Find an Interesting Spot? Share a Maps Location with Someone Else from Mac OS X
The Maps app in Mac OS X makes it simple to share locations with others, even if the location isn’t defined and just in the middle of nowhere. This is a great trick for many reasons, whether to share a nice spot you found in the city, share with your partner where you left the car at the airport, to send a friend to a great little taco cart, share the secret free parking spots off of Market Street, the location of a great viewpoint with amazing sunsets, a Geocache location, or whatever and where ever else.
Sharing locations initially works just slightly differently if it’s a labeled spot (i.e. already defined on a map) versus an unlabeled spot (i.e. that interesting old barn off the side of highway 1 in the middle of nowhere), but sharing the location is the same either way.
Sharing a Maps Location from Mac
Here’s what to do on a Mac (OS X 10.9 or newer is required):
- From the Maps app, find the spot you want to share by locating it on the map
- For labeled spots: click on the location
- For unlabeled spots: right-click on the specific spot / location, and choose “Drop Pin”
- Click the little (i) button on the location popup to expand available options
- Click the arrow button to open the Share menu, and select how you want to share the location to send it on it’s way
- Optionally, choose “Add Bookmark” to save that pinpoint for quick future reference and directions
The send Maps to iPhone option is instant, whereas the Email option launches the default mail client, Messages goes through the Mac messaging client, and the social sharing options go to their respective service like Twitter or Facebook through the web.
Once the pinned spot has been sent, it can be opened either on another Mac in the Maps app, or on any iOS device through the Maps app too. If it’s saved to an iPhone, it can then be referenced in the future as a destination through Siri’s turn-by-turn navigation directions. Of course, this trick can also go the other way as well, and users on an iPhone or iPad can also pinpoint a location on a map and send or share it with others too.
This is obviously useful for directions and normal mapping usage, but photography fans in particular may find this to be an extra great tool, because it makes sharing precise spots of their favorite shooting locations extremely easy. Have fun out there!
Last time I used this feature (month or 2 ago), it gave me a Google Maps link with Apple metadata in it.
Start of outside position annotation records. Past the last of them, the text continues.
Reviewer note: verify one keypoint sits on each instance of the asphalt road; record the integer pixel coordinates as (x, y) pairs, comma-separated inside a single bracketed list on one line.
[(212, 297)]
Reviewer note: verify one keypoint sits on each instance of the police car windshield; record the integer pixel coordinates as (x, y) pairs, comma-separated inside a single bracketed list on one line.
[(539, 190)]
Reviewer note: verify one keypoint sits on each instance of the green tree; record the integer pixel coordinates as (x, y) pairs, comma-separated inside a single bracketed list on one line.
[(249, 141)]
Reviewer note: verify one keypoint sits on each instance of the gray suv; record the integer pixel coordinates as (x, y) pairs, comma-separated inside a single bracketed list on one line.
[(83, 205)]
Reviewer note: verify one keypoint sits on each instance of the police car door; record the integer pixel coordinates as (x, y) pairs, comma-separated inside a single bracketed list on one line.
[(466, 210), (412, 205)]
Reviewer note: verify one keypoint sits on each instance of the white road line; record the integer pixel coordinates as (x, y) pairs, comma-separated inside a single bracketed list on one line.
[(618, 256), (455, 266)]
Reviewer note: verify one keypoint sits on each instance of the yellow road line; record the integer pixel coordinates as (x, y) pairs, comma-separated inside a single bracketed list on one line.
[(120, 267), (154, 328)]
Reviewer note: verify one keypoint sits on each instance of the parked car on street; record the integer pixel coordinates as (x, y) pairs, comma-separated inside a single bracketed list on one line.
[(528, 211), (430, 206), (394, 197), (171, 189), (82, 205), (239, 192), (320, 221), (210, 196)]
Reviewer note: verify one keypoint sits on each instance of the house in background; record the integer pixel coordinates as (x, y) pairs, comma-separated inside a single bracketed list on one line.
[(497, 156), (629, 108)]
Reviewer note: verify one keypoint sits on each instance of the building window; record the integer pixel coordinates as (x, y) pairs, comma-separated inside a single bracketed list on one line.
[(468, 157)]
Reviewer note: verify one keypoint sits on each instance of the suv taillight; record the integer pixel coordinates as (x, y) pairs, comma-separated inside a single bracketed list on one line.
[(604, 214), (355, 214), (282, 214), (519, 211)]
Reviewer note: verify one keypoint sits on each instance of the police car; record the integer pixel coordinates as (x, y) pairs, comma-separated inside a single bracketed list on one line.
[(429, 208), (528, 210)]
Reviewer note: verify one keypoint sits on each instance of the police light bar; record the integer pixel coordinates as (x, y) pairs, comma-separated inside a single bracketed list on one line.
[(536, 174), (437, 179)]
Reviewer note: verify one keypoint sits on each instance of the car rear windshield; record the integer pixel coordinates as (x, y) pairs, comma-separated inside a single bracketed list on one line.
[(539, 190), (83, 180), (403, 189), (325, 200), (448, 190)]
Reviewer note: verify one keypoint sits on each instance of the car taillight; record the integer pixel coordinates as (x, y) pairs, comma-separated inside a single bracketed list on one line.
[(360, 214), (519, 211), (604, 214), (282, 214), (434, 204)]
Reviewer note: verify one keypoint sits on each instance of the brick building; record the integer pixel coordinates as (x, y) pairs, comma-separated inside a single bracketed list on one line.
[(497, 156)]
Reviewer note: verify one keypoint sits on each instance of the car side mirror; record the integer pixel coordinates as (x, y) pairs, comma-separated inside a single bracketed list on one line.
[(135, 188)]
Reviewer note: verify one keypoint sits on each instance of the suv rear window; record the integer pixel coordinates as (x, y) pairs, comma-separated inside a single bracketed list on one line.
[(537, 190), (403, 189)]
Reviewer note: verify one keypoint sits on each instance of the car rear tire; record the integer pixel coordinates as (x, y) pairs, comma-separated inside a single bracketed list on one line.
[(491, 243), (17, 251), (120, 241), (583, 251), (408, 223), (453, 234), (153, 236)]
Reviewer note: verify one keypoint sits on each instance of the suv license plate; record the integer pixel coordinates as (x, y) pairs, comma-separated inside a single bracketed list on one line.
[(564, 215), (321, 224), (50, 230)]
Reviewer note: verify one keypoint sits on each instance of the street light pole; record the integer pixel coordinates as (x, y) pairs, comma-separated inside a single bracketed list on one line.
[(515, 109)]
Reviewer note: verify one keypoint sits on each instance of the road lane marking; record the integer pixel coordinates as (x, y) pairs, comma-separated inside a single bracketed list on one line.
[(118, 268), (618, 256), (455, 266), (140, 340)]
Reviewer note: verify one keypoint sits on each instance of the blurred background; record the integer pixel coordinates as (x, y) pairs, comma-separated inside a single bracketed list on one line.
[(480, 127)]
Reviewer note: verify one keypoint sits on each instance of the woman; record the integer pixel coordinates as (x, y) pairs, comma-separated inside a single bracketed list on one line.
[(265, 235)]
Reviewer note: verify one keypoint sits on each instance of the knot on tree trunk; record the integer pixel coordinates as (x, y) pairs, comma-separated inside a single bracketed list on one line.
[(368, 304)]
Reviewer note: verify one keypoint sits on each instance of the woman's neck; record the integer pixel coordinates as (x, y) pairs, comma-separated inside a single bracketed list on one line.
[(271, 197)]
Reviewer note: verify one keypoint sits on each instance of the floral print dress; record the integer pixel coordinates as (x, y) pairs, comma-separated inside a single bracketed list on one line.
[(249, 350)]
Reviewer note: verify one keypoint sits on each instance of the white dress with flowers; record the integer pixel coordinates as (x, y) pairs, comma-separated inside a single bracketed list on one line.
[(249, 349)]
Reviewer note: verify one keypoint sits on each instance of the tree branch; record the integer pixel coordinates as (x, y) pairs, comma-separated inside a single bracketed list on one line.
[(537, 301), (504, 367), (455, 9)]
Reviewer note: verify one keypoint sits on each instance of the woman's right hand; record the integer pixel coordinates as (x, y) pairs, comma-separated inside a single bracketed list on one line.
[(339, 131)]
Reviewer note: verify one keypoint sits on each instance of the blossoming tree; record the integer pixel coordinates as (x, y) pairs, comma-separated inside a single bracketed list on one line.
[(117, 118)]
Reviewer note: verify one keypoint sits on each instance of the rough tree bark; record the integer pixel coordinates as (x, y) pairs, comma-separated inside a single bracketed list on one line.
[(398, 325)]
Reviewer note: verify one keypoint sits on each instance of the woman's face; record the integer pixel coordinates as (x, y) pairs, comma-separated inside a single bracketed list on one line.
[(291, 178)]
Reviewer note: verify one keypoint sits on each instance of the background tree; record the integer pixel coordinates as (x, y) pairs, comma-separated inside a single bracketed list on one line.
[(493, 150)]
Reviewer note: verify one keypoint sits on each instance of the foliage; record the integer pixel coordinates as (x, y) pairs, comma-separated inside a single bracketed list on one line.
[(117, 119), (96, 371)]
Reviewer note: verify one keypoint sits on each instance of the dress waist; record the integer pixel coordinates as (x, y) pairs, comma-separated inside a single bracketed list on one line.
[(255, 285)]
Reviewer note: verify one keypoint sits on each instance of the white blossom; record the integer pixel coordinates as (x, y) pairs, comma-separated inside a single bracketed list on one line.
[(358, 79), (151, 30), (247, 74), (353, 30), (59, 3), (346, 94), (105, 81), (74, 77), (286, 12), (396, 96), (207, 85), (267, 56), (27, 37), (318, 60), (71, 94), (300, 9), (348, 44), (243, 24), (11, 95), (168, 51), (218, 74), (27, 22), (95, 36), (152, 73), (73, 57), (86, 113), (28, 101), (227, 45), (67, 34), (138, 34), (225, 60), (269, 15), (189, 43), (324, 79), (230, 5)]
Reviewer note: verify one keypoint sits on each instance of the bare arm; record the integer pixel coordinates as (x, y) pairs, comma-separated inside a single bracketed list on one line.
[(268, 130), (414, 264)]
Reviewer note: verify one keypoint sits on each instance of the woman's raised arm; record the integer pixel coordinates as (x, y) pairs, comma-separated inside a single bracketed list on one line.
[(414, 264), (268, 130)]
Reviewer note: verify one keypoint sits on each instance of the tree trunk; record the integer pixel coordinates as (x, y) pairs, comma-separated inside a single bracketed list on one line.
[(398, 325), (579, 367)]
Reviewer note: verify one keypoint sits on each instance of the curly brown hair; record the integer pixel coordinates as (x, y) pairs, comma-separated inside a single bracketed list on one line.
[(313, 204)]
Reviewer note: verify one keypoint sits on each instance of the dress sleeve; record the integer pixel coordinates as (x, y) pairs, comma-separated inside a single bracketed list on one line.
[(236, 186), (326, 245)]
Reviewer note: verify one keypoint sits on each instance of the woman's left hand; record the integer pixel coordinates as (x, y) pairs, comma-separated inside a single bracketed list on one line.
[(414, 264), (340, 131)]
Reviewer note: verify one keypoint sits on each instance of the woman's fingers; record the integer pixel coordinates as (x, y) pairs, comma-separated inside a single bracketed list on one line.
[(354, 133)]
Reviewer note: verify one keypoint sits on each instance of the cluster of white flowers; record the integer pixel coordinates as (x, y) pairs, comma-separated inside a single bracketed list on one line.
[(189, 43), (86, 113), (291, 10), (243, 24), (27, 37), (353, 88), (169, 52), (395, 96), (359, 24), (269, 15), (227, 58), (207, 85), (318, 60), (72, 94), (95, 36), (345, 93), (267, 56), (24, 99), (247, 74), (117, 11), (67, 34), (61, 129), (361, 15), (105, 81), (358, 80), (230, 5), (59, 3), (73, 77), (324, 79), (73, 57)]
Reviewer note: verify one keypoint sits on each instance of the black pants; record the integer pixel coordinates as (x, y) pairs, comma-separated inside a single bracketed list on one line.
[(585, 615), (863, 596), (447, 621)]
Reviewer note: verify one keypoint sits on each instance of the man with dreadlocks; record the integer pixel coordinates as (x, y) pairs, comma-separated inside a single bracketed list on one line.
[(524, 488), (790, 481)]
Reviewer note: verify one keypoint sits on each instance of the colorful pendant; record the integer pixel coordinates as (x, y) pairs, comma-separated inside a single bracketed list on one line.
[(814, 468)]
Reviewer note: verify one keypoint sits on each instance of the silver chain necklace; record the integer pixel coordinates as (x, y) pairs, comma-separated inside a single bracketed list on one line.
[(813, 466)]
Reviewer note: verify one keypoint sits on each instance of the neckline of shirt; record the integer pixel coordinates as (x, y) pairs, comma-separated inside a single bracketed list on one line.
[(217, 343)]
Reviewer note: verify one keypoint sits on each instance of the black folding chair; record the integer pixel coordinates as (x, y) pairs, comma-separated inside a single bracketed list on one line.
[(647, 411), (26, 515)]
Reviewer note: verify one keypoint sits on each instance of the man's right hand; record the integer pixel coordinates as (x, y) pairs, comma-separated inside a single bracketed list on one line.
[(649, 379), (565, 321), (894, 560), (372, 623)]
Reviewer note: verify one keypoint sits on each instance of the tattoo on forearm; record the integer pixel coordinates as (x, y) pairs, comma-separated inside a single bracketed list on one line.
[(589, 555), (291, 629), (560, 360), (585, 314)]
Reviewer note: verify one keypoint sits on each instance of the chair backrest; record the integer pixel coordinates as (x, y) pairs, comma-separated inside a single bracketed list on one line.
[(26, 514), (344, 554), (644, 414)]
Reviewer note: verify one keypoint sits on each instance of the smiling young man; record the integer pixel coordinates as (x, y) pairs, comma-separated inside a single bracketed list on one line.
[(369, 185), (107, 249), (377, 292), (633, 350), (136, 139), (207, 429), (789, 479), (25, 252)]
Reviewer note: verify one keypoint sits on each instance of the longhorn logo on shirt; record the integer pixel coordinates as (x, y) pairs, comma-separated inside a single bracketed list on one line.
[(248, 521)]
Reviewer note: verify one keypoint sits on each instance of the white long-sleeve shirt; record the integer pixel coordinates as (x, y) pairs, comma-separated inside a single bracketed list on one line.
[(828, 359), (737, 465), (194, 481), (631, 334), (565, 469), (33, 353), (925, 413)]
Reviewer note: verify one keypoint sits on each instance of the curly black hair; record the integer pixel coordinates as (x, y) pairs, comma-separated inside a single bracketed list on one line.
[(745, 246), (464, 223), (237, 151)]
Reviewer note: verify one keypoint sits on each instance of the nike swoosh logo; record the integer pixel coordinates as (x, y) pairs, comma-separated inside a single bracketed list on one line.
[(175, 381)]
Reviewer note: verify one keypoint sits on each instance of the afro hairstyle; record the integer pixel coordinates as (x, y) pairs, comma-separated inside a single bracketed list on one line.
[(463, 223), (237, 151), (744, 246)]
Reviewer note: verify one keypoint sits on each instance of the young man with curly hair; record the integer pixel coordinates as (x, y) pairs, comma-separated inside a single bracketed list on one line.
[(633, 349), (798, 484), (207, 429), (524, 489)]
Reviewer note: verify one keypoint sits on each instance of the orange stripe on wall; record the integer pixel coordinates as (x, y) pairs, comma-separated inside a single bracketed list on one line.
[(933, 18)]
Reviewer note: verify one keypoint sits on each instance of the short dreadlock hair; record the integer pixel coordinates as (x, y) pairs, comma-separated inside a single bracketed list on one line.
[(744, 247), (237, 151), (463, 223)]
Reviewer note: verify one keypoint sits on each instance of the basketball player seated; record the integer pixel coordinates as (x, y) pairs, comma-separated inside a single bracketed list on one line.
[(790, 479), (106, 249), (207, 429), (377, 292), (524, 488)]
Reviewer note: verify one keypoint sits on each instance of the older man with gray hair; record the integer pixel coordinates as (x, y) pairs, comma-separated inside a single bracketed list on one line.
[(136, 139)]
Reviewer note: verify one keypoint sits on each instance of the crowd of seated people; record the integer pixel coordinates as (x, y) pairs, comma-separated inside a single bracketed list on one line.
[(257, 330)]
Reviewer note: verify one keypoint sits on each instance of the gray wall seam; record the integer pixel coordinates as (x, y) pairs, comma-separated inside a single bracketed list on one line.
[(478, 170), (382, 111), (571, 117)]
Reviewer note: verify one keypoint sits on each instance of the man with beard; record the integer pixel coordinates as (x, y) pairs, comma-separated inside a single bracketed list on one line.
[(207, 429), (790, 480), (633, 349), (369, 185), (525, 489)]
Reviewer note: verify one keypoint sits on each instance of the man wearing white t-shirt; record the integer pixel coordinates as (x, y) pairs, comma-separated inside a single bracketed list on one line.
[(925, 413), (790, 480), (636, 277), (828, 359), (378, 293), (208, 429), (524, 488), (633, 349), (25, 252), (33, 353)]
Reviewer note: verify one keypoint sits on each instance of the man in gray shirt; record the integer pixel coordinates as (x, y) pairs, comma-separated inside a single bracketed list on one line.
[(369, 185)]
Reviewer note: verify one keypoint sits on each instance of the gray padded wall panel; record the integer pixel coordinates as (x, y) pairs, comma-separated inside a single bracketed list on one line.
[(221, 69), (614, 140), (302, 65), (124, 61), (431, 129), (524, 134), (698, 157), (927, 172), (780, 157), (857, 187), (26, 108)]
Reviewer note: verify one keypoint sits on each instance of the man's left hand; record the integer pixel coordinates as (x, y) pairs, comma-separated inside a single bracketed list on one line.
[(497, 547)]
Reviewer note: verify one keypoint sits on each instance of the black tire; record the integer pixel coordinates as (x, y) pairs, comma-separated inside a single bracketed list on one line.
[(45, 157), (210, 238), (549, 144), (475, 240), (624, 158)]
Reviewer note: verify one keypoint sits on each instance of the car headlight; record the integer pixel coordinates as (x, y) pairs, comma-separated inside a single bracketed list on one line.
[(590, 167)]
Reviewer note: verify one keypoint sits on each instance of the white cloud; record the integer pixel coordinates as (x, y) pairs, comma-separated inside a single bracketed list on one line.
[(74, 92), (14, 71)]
That’s really good of Apple, making the share links accessible by everybody but still giving Apple users special benefits
I can’t say I’m a fan of Apple Maps, I prefer to use the free app I got years ago called Where Did I Park My Car. Works v. well.
That is a great trick, and you can actually do the same thing with Google Maps on the web (or on the iPhone app). I opt for the Google Maps route because it allows for offline caching, hugely important if you’re going to be out of a service area for activities like geocaching as you mention, or for backcountry skiing. I know some outfitters who use this instead of a regular old GPS to keep track of great fly fishing spots and share the goods among staff too.
You guys wrote about the Google offline maps cache trick here https://osxdaily.com/2013/07/17/use-google-maps-offline-download-maps-cache/ and I use it very often. Too bad it’s hidden, it’s amazing. The question is, why doesn’t Apple Maps do caching yet? Seems like a no brainer, right?